In case you want to detect when the system sleeps and resumes, subscribe to the SystemEvents.PowerModeChanged event. This event's PowerModeChangedEventArgs contains a Mode , of which you are interested in Suspend and Resume .

For my needs, I ended up going with a windows service that will check if and when next operation needs to be carried, and simply set the timer to that time.
The windows service will update that time upon resuming from sleep.

The benefits are :

  • Unaffected by sleep/wake times
  • no console apps being run by a scheduler.
  • using NLog (quick tutorial here ) and Growl (how to use Growl with NLog tutorial here ) to receive notifications on the desktop
  • having a log on the system as well

Since my case is simple, having the functionality is already in a separate dll, I don't have any issues with stability or memory leaks (and if I do, shame on me).

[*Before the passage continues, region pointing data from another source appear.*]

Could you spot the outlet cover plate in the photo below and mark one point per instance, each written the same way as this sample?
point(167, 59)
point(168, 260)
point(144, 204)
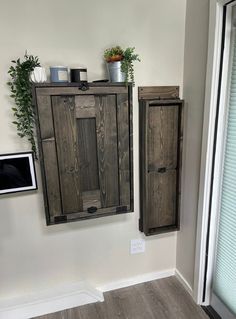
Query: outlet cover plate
point(137, 246)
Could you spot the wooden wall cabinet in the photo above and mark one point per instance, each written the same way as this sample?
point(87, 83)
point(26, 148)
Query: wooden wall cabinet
point(85, 146)
point(161, 134)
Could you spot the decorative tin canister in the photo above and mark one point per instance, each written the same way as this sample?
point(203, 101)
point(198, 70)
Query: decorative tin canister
point(114, 72)
point(59, 74)
point(78, 75)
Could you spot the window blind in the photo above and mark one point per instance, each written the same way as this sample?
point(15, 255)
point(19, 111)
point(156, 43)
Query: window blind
point(224, 282)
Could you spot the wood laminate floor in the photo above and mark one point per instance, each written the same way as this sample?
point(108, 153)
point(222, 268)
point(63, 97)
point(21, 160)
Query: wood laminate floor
point(159, 299)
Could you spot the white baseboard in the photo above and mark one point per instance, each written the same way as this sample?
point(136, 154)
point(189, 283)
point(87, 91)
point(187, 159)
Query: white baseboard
point(136, 280)
point(184, 282)
point(49, 301)
point(75, 295)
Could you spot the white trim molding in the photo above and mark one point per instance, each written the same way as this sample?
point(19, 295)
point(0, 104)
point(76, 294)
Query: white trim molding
point(74, 295)
point(212, 81)
point(206, 234)
point(137, 280)
point(49, 301)
point(184, 282)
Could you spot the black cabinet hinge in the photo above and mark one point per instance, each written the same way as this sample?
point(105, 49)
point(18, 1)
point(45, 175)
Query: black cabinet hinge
point(60, 219)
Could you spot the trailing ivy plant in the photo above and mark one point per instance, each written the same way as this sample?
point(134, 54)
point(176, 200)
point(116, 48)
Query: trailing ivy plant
point(127, 58)
point(20, 87)
point(127, 65)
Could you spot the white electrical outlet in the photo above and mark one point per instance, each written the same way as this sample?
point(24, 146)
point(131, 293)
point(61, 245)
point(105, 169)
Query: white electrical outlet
point(137, 246)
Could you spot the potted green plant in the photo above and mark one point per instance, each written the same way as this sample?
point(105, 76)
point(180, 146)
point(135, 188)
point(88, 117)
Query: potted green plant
point(120, 63)
point(20, 86)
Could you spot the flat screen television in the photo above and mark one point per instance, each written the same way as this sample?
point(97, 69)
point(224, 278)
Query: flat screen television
point(17, 173)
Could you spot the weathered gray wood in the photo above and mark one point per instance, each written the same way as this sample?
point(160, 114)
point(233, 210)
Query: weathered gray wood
point(107, 150)
point(51, 176)
point(158, 92)
point(85, 106)
point(45, 116)
point(162, 137)
point(159, 299)
point(68, 90)
point(160, 153)
point(75, 134)
point(123, 148)
point(67, 153)
point(161, 199)
point(91, 198)
point(87, 144)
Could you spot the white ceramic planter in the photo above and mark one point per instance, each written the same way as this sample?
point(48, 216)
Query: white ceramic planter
point(38, 75)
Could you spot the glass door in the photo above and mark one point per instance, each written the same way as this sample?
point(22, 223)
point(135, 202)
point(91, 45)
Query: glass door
point(223, 295)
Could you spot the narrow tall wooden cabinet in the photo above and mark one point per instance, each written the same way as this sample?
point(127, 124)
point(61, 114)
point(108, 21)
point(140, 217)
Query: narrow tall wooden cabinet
point(85, 145)
point(161, 133)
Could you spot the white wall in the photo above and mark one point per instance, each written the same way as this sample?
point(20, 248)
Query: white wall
point(195, 58)
point(75, 32)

This keeps what I need happening once a day, or once every time the computer wakes up, and doesn't incur extra overhead on the system.


Like Henrik replied and linked, the correct answer is number 2.

I've wrote the following in linqpad, which is similar to the link in the above answer:

static int counter = 0;
static System.Timers.Timer my_timer;

void Main()
{
    // Set up a timer to trigger every minute.
    my_timer = new System.Timers.Timer();

    DateTime now = DateTime.Now;
    my_timer.Interval = (60 - now.Second) * 1000; // Fire at beginning of minute
    string.Format("First tick in {0} seconds", my_timer.Interval/1000).Dump();

    my_timer.Elapsed += OnTimer;
    my_timer.Start();

    while (counter < 5) {    // sleep away until 5 ticks happen
        Thread.Sleep(5000);
    }

    // stop timer and say goodbye
    my_timer.Stop();
    DateTime.Now.Dump("Finished running, shutting down");
}

// Print time and counter every timer tick
void OnTimer(object sender, System.Timers.ElapsedEventArgs args)
{
    if (my_timer.Interval != 60000) // set to one minute after first time
        my_timer.Interval = 60000; 

    DateTime.Now.ToString("HH:mm:ss.fff").Dump("On Timer fired:");
    (counter++).Dump("Static counter :");
}

Getting the results:

First tick in: 37 seconds

On Timer fired : 08:47:00.552
Static counter : 0

On Timer fired : 08:48:00.557
Static counter : 1

On Timer fired : 08:49:00.571
Static counter : 2

// Shut computer down for 3 minutes at 08:49:30

On Timer fired : 08:52:33.509
Static counter : 3

On Timer fired : 08:53:33.510
Static counter : 4

Finished running, shutting down 1/09/2014 8:53:38 AM

So, obviously the computer knows it missed a tick, it fires the method once, and continues from there. Note that it only fires once.

But would be happy if someone who knows what happens behind the scenes can shed some more light on this.